Fundraising & Rounds
What do VCs look for in a pitch deck?
VCs look for a clear problem, a compelling solution, evidence of traction, a large market, a strong team, and a crisp explanation of why now. Most pitch decks are dismissed in under 3 minutes — clarity and concision are everything.
A pitch deck is a 10–15 slide document that tells the story of your company in the 3 minutes a VC will spend reviewing it before deciding whether to take a meeting.
The core slides most VCs expect:
**Problem** — Is this a real, painful, widespread problem? Specificity wins over generality.
**Solution** — How do you solve it? What's the insight? Is the approach differentiated?
**Market** — How big is the opportunity? VCs need to see a path to a large outcome. TAM/SAM/SOM slides are common but often done poorly — show the logic, not just big numbers.

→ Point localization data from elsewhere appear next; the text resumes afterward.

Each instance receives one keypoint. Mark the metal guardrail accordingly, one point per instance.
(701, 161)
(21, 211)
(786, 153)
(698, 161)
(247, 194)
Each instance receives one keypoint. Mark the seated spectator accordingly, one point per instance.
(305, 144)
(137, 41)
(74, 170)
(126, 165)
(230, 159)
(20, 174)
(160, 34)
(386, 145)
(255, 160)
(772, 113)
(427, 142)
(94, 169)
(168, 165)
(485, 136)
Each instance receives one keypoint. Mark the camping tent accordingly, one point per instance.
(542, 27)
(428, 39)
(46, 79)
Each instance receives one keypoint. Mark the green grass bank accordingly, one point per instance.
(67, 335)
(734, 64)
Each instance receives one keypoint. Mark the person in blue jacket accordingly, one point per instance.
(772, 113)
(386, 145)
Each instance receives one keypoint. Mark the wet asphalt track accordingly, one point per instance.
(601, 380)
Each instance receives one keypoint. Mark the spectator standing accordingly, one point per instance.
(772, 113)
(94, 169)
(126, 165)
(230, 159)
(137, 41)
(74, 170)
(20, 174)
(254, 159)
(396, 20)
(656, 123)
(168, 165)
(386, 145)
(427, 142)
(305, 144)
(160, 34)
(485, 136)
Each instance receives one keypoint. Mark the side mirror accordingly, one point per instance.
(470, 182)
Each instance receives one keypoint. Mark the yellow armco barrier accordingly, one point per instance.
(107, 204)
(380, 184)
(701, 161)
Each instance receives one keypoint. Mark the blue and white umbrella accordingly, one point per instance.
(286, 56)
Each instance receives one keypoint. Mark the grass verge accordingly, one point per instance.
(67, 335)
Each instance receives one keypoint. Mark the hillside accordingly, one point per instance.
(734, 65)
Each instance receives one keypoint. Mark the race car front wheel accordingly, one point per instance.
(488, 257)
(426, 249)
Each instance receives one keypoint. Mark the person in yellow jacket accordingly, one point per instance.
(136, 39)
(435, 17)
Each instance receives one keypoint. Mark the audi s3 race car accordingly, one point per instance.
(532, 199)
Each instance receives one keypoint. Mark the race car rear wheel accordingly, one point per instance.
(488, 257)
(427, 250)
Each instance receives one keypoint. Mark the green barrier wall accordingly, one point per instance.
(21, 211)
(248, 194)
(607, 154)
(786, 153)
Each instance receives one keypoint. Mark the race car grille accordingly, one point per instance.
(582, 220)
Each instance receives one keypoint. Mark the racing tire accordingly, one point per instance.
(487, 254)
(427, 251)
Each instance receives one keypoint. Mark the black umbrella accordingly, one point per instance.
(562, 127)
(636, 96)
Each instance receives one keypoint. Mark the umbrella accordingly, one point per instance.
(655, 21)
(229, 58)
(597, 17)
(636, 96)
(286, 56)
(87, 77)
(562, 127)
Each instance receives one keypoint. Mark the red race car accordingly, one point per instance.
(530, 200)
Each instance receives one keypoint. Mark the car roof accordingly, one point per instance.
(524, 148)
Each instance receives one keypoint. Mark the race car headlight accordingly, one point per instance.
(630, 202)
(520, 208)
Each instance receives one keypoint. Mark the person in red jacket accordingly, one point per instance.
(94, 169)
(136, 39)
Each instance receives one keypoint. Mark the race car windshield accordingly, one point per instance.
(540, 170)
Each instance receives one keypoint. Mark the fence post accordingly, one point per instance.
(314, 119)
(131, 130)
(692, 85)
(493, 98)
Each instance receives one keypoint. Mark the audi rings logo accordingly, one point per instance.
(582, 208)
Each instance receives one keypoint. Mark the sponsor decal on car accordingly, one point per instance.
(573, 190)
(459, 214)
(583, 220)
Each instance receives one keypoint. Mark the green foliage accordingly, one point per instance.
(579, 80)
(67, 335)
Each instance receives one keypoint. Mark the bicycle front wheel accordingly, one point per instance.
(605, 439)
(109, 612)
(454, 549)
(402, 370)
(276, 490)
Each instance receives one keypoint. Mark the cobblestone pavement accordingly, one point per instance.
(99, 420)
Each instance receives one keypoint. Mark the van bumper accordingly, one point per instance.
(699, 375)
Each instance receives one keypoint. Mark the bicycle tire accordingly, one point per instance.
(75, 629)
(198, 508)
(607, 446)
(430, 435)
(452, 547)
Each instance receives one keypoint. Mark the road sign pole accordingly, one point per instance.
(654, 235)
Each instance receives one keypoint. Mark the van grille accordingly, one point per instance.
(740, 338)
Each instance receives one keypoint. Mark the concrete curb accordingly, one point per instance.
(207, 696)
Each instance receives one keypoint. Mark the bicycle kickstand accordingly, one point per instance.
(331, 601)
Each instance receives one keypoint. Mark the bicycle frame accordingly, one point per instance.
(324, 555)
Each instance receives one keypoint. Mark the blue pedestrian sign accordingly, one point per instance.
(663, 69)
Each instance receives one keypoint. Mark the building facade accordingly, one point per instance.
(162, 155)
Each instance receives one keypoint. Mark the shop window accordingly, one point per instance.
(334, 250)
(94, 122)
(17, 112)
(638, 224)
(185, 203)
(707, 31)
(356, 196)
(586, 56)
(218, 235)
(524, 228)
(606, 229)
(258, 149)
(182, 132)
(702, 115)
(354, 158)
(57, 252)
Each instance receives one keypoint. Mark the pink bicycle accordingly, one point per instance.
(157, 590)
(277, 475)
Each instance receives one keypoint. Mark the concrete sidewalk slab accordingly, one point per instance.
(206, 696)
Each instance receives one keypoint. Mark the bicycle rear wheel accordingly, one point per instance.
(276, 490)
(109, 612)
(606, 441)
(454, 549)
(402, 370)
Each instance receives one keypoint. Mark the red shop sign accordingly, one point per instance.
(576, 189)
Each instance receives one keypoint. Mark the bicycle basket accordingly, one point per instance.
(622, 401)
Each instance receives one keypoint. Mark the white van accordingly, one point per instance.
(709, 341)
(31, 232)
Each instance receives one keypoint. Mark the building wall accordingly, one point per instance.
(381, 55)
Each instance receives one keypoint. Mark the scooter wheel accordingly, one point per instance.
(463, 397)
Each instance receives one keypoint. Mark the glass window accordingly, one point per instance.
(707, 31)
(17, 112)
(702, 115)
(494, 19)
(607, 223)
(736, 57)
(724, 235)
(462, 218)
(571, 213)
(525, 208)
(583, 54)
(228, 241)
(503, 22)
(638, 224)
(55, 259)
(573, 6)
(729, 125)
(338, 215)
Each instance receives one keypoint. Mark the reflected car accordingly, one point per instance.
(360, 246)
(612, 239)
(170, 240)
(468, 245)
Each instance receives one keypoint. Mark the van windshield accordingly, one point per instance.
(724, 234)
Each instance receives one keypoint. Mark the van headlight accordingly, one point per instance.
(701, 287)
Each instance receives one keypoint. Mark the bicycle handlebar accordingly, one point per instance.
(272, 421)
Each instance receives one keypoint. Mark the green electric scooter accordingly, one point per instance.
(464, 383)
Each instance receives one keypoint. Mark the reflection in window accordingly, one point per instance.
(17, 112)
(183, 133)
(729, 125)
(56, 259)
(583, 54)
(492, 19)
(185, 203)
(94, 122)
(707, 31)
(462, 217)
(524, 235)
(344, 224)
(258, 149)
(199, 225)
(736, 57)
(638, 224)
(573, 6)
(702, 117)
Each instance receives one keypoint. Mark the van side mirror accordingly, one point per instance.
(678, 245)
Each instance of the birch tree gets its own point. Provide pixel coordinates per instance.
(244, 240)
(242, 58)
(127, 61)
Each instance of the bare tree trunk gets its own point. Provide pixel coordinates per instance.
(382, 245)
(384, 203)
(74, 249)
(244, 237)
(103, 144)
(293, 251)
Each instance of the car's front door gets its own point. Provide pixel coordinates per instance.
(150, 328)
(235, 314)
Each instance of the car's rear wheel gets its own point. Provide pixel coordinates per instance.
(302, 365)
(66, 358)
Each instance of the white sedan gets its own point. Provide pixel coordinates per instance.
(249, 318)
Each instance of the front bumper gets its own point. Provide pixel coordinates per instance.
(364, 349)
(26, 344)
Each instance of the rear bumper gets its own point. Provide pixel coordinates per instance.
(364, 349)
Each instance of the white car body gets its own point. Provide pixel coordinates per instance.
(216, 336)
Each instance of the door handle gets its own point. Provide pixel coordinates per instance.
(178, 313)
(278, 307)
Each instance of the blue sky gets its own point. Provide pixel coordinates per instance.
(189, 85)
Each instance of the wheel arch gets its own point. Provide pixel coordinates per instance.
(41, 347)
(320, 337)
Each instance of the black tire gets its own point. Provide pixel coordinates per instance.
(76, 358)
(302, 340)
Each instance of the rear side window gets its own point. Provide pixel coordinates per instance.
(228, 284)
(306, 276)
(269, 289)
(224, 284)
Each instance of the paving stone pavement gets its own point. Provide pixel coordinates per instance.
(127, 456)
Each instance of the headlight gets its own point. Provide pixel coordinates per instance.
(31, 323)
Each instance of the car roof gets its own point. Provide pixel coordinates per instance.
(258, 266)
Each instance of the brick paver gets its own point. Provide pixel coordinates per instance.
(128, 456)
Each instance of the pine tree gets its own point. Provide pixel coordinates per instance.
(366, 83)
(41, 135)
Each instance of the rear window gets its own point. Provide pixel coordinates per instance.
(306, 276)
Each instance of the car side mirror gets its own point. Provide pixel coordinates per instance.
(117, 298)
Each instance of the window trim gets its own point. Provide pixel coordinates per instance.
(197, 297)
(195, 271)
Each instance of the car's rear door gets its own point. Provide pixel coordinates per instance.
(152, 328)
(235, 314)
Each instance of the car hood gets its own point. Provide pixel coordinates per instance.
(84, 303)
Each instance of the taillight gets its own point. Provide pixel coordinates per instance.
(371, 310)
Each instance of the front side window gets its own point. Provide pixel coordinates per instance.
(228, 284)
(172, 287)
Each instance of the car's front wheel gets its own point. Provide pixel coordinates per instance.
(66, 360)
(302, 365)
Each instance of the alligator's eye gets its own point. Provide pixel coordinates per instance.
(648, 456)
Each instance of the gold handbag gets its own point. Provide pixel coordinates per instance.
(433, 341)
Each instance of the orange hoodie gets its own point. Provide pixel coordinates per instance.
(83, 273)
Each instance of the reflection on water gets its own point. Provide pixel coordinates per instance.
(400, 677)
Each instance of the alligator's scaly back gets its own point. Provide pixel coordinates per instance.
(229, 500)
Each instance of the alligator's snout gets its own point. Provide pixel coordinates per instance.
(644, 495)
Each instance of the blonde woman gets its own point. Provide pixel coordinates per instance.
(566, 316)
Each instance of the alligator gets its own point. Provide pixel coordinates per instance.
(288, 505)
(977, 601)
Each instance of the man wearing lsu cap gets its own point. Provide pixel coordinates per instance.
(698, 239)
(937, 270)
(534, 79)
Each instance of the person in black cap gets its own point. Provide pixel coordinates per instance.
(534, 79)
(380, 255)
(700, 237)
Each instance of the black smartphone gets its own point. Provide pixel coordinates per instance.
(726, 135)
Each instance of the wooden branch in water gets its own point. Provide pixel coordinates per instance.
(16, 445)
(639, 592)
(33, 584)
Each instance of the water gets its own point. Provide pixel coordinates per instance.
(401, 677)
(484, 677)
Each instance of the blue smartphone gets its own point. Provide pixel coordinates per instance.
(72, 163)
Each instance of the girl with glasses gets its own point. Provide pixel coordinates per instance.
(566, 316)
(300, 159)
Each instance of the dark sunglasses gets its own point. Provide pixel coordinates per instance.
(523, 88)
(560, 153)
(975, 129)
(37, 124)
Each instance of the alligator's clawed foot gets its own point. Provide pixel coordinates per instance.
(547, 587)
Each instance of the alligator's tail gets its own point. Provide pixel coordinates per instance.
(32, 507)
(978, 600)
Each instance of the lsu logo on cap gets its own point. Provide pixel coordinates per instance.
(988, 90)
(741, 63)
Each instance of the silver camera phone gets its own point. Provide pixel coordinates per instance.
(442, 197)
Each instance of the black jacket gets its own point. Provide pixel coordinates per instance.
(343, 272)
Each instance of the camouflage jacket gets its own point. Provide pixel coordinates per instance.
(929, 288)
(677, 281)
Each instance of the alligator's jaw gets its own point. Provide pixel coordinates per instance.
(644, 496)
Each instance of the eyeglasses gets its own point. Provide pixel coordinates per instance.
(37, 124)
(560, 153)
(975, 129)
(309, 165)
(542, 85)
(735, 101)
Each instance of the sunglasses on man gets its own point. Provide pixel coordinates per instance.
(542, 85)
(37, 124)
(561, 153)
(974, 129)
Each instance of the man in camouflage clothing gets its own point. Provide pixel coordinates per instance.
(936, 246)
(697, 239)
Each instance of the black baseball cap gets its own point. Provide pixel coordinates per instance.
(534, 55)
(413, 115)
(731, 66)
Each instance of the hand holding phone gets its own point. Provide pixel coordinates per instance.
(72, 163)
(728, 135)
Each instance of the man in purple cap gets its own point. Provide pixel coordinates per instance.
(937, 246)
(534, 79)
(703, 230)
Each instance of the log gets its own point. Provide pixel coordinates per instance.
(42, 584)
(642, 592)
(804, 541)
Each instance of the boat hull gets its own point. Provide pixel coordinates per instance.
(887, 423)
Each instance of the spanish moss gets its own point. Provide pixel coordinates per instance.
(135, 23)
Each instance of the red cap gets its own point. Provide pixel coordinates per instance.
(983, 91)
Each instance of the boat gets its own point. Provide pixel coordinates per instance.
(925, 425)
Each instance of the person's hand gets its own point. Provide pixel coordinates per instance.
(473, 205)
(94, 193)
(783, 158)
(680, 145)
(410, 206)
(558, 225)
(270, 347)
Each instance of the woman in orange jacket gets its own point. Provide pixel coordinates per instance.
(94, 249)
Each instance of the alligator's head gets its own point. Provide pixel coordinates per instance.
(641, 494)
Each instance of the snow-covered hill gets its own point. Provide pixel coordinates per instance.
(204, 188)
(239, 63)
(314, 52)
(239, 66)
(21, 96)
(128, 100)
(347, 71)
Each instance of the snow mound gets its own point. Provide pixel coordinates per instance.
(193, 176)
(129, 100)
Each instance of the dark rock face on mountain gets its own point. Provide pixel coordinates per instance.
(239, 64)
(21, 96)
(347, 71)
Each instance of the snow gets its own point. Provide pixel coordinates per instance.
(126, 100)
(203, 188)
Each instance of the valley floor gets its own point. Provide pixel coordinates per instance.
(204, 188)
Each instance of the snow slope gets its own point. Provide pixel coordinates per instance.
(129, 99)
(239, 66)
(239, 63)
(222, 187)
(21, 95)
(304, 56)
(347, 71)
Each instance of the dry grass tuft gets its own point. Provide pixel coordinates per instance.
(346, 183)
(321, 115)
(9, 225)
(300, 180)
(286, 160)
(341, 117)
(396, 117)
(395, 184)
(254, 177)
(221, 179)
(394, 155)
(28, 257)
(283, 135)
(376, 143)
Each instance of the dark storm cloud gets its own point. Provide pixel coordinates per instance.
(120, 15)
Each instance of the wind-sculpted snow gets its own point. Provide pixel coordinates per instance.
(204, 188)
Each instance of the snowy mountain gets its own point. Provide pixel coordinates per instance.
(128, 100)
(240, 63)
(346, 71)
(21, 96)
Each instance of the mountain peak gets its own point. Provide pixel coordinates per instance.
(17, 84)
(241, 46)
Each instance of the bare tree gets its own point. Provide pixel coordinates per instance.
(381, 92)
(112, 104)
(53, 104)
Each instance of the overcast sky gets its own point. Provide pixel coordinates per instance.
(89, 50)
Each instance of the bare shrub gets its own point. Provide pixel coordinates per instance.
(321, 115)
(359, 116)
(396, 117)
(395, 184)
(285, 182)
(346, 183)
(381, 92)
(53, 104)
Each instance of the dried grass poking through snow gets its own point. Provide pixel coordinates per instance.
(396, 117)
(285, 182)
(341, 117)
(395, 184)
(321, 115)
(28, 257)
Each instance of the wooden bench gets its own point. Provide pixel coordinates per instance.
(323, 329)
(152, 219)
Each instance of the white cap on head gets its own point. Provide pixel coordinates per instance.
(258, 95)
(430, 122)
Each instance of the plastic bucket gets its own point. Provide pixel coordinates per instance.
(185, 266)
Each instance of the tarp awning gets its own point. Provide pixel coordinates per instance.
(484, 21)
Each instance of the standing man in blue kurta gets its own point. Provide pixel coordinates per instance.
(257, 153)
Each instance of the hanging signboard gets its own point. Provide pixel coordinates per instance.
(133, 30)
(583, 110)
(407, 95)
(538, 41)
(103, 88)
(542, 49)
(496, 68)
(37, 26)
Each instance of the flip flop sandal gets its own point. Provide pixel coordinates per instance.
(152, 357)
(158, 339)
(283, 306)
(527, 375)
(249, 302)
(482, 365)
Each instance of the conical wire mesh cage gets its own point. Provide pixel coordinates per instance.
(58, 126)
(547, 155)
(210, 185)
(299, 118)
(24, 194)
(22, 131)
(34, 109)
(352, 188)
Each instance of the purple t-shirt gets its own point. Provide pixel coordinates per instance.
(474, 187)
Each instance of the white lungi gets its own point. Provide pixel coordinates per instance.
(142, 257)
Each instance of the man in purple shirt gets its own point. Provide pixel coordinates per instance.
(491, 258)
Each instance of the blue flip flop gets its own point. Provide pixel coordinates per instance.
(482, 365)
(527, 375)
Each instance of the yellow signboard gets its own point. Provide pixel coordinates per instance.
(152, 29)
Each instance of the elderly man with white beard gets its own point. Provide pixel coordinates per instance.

**Traction** — Revenue, users, growth rate, retention. This is the most important slide for most stages. Show the hockey stick if you have it; show the early indicators if you don't.
**Business model** — How do you make money? Unit economics if you have them.
**Team** — Why are you the right people to build this? Domain expertise, prior wins, relevant background.
**Competition** — What exists? Why are you better or differentiated?
**Ask** — How much are you raising, at what valuation, and what will you use it for?
What VCs are really looking for: Is this team exceptional? Is the market large enough to matter? Is there early evidence this works? Most decks fail on one of these three.